10.9 TPS — MTP loads but the speculative loop is not optimized for interactive mode.
64.19 TPS — 76% draft acceptance rate. 131k context. GPU at 100% during generation.
Results
| Step | Bottleneck removed | TPS |
|---|---|---|
| Ollama → llama-cli -ncmoe 11 | Naive CPU/GPU split | 18 → 36 |
| llama-cli → llama-server | Full prompt reprocessing every request | 36 → 57 |
| + MTP draft-mtp | Sequential token generation | 57 → 64 |
Real-World Cline Numbers
The benchmark is 500 tokens on a fresh context. Real Cline sessions accumulate much more. TPS degrades as context grows — the KV cache competes with expert weights for VRAM.

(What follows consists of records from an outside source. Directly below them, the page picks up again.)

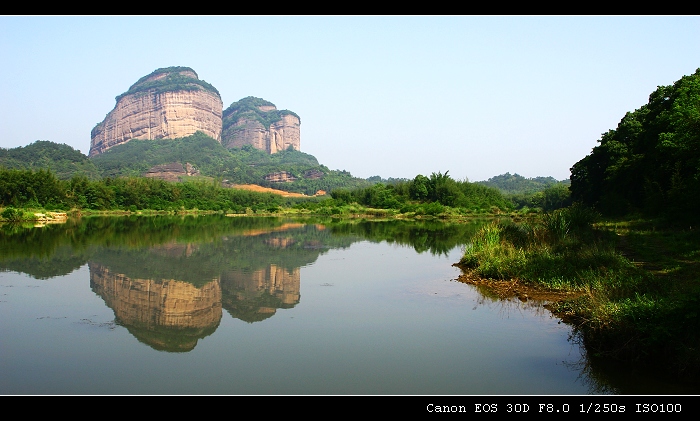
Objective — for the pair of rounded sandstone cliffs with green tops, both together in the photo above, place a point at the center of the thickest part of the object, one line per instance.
(174, 103)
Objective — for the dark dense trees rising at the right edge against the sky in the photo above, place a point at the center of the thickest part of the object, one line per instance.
(651, 162)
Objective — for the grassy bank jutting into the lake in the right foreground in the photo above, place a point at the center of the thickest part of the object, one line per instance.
(639, 282)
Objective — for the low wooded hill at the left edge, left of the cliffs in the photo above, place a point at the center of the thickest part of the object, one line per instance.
(61, 159)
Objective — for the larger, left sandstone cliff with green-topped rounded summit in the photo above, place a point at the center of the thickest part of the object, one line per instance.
(169, 103)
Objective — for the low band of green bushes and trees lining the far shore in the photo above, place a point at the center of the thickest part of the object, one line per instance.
(437, 196)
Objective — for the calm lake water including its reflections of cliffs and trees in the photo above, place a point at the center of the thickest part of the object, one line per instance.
(216, 305)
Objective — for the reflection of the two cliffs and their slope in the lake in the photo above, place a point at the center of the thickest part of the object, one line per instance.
(171, 295)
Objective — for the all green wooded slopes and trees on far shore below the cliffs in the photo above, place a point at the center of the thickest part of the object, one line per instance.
(120, 183)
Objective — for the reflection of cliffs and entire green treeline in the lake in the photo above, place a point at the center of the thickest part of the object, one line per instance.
(167, 278)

| Scenario | TPS | Acceptance | Context |
|---|---|---|---|
| Standard benchmark | 64 | 76% | ~1k |
| Cline coding task | 57–66 | 74–93% | ~25k |
| Cline deep session | 46–53 | 55–67% | ~43k |
| Claude Code agentic | 46–53 | 55–67% | ~43k |
Cline's 93% acceptance rate on fresh coding tasks is the standout number. Code is highly predictable — the MTP head guesses correctly nearly every time. Claude Code's multi-agent parallel requests split GPU compute across slots and accumulate more context, reducing per-request TPS.
The degradation at 43k context is the KV cache spilling into shared GPU memory — PCIe-backed DDR5 at 32 GB/s instead of dedicated VRAM at 448 GB/s. TurboQuant KV compression would keep the cache in VRAM at much larger contexts. That's Experiment 04.